There is no more critical time to work together than during a war. Nonetheless, If one system sends data in meters and the other in feet, the time taken to convert information can delay deliveries further. When your data analysts spend 90% of their effort cleaning out data so that it talks to other bits of data, only 10% of the time drives the total value out of the information.

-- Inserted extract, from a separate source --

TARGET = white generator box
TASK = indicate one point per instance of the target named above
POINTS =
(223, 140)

The Digital Container Shipping Association (DCSA) transforms the shipping industry by setting data standards across all aspects, from the bill of lading to gateway connectivity interfaces and bay plans. The goal is to enable global, industry-wide interoperability, minimize port congestion, and improve efficiencies in line with sustainable practices. When logistics providers follow these, they can join forces with new suppliers and networks more efficiently. 

For example, you produce flour in Turkey, have a delivery network, and your usual supply of wheat from Ukraine is unavailable. You have the option to purchase from Ireland, but you need new carriers to transport the goods part of the way. By following the same data standards, you can easily integrate platforms, share quantities, bid drivers, and communicate updates proficiently. 

And when handling large volumes of data, AI platforms that can read all the required information at once are what will make collaborative processes manageable.

The Future: Localization and Collaboration

Teaming up with your trusted partners and new suppliers to source items nearer to home, reduce carbon footprint, fuel required, and the subsequent cost savings are clear. Collaboration to protect human rights and prevent environmental abuse requires structured governance.

The EU Commission is drafting a law that requires all companies with over 500 employees and a turnover of €150 million to carry out due diligence across their business operations. While the legislation only applies to less than 0.2% of EU companies, the process will require investigation into entire supply chains – covering the smaller third parties in collaboration. The goal is to bring a united front to prevent human rights and environmental abuses, paying particular attention to agriculture and fashion, where the risk of exploitation is traditionally high.

For operations to run at optimal efficiency to combat the conflict’s rising fuel costs and large sums of volatile data to manage, integrated platforms with real-time data visibility are essential. Companies with AI systems in place will be prepared with transparent data and can expect smoother, cost-efficient due diligence processes with reduced risk of fines and auditing fees. 

Cost reduction and increasing the sustainability of supply chains are at the advantage of all businesses. Efficient use of assets, capacity, and workers and optimized routes with strategically planned maintenance and drop-off points drive value. When suppliers and shipping providers start collaborating, they save costs further and can improve their united agility in the face of disruption. Swapping suppliers and moving locally to overcome sanctions is made even easier if companies are working as a connected continent with integrated supply chains. This is the future.